A native animation tool inside Figma.
No plugins. No weird workflows. No jumping between tools.
Then I actually used it.
And honestly... what happened here?
It Feels Weirdly Unfinished
This isn't a "beta has bugs" complaint.
I expect bugs.
What surprised me was how many basic UX decisions felt wrong.
The timeline feels awkward.
Interactions feel inconsistent.
Simple actions somehow take more clicks than they should.
Why Is It So Slow?
The biggest problem isn't missing features.
It's the feeling.
Everything feels heavy.
Dragging through the timeline feels heavy.
Selecting things feels heavy.
Working on larger files feels heavy.
It's hard to explain, but the whole experience lacks that polished "Figma feeling" we're used to.
The best Figma products usually disappear and let you focus on your work.
Motion constantly reminds you that you're using Motion.
Missing Things You'd Expect To Exist
After a few hours I kept running into walls.
Want to do advanced text animation?
Good luck.
Want to animate gradients?
Limited.
Want more sophisticated motion workflows?
You'll hit restrictions quickly.
Want nested animation systems?
Not really.
For a company with Figma's resources, I expected much more from version one.
The Strange Part
There are already plugins solving many of these problems.
Whether it's MotionKit, Figmotion, or other animation tools in the ecosystem, users have been doing advanced motion work inside Figma for years.
So naturally I expected Figma to study what works and build something better.
Instead it feels like they reinvented the wheel and somehow made it square.
It Doesn't Feel Like Figma
This is probably my biggest criticism.
The best Figma features feel obvious.
You open them and immediately understand the workflow.
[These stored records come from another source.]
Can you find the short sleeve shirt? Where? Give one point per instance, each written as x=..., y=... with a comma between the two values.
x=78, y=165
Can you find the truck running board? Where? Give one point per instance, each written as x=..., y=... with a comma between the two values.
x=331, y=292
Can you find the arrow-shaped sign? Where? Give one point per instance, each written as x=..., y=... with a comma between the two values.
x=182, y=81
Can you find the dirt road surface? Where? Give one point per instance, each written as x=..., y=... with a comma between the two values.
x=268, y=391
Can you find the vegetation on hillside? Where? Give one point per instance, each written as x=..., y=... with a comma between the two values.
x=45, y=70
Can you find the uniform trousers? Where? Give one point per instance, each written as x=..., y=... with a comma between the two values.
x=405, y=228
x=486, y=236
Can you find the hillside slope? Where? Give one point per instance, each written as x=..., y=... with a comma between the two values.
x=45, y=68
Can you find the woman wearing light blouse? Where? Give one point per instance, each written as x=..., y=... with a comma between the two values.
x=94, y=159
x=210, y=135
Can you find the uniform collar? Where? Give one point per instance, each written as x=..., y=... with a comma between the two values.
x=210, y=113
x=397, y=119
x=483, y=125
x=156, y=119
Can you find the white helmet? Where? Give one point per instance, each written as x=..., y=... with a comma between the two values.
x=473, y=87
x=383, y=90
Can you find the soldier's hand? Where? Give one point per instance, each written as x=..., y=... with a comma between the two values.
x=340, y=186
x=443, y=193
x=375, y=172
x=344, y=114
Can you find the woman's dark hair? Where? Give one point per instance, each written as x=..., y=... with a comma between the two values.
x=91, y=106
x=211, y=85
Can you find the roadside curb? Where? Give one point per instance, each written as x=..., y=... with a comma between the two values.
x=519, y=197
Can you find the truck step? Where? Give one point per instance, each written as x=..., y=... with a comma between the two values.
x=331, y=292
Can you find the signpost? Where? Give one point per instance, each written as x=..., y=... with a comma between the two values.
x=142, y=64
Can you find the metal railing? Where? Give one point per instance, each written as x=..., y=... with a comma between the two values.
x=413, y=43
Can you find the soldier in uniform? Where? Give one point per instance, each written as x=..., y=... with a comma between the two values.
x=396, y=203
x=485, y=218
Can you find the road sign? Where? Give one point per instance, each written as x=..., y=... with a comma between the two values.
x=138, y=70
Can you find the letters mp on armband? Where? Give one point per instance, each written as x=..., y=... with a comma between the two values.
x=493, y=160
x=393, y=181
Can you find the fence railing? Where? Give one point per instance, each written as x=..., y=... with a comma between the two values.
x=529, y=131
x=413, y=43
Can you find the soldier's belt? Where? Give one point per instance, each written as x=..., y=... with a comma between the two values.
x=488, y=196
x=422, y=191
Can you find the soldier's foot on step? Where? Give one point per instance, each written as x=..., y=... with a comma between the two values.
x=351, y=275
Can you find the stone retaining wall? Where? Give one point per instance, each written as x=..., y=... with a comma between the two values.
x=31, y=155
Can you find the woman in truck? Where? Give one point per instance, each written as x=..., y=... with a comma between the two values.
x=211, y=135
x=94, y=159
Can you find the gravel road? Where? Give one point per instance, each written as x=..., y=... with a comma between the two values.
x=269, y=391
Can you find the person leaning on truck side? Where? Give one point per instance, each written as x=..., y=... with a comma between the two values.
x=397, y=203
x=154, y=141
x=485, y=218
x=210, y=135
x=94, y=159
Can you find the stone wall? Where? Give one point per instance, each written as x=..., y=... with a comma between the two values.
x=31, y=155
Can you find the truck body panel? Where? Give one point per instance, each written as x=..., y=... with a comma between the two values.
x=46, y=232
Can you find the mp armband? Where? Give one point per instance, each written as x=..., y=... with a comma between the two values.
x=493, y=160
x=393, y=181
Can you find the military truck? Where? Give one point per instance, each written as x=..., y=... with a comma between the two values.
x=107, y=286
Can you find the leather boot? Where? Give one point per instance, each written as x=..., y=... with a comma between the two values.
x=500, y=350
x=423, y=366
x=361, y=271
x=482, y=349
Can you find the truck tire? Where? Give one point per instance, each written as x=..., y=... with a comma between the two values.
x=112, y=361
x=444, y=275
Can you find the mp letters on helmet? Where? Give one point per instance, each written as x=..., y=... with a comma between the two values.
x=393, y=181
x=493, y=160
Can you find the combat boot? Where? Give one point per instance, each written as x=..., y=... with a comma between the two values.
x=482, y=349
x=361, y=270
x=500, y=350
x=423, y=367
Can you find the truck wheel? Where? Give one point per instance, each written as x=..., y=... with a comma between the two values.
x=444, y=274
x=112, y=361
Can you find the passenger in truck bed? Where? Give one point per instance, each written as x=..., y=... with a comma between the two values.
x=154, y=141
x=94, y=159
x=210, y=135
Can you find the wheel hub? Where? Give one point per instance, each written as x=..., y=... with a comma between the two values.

Motion feels like the opposite.
It feels like a separate product that got dropped into Figma.
The UX feels disconnected from the rest of the platform.
The performance feels off.
The workflow feels overcomplicated.
At times it genuinely felt like somebody shipped the first prototype and called it a beta.
Final Thoughts
I really want Motion to succeed.
A first-party animation tool inside Figma would be amazing for designers.
But right now?
I'm not frustrated because it's missing features.
I'm frustrated because it doesn't feel finished.
The whole thing feels surprisingly rough, surprisingly slow, and surprisingly difficult to enjoy.
Maybe it'll become great in a year.
Today, it feels less like a polished Figma product and more like a proof of concept that escaped into production.